A teacher and a student from a Maryland school where online learning is the norm have advice for teachers and students who will start the school year online due to the coronavirus pandemic.

At College Park Academy in Prince George’s County, Maryland, online learning was in place long before the coronavirus pandemic sent kids home for the rest of the school year.

The charter school enrolls students via a lottery from grades 6-12 features an online curriculum.

One-third of the classes are completely online, and the rest are taught in person, but based on an online curriculum. As the county imposed stay-at-home during the school year, teachers and students at CPA, as the school is known, were veterans when it came to virtual instruction.

With a number of school systems going with a virtual-only model for the entire first semester in the coming year, Gist Vile asked a teacher and a student from College Park Academy if they had tips or thoughts on how to avoid some of the issues that can crop up in the virtual model.

Advice from a teacher

Zachary Francis said for some students the virtual learning model is ideal.

“I think that the virtual model is so, so good for self-motivated students who really want to take charge of their own education,” Francis said.

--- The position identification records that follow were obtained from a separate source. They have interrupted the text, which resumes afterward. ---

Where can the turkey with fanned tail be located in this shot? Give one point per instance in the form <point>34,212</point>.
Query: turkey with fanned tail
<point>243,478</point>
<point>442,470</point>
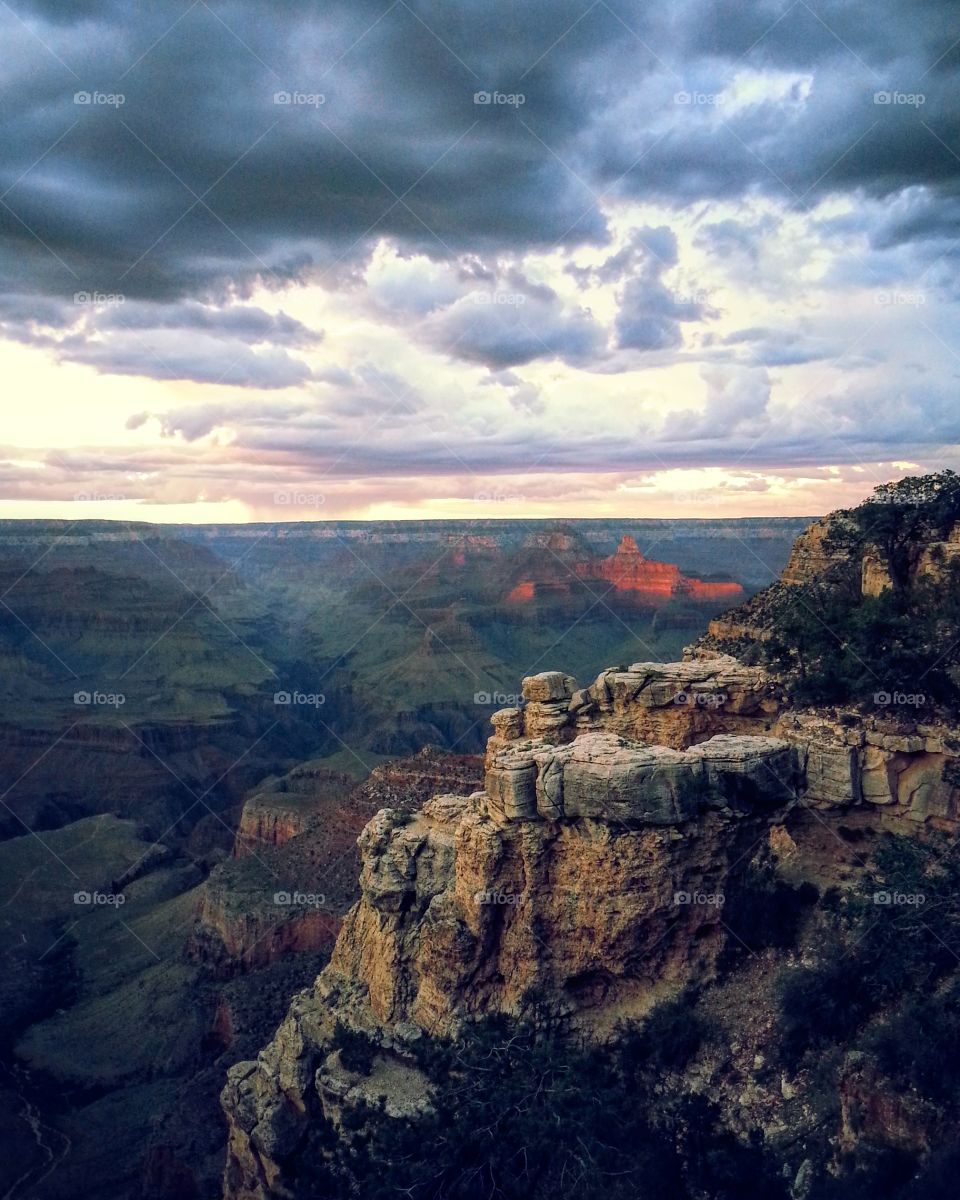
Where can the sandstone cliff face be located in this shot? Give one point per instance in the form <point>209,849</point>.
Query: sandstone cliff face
<point>628,570</point>
<point>295,863</point>
<point>589,874</point>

He teaches high school social studies, including advanced placement world history and psychology,

He said it can allow students to accelerate their coursework “and get more classes under their belt before they leave for college.”

Francis said his students were well-equipped to deal with online learning thanks to their experience with the technology and the school’s normal routine.

But for some students, there were big challenges — but not from technology.

Having to learn online from home was a very different experience.

“The ones that were really having trouble with distance learning were the ones who had five or six other kids living in their household,” Francis said.

For others, whose parents are essential workers, there were the added tasks of pitching in at home.

“So they had to babysit their younger siblings, or they had to get dinner ready, or they had to get lunch ready” for themselves or for the entire family,” Francis said.

Francis urges his fellow teachers to avoid letting the pressures of working through technology and the magnitude of the task of managing all their students online rattle them.

“Take a deep breath,” he said.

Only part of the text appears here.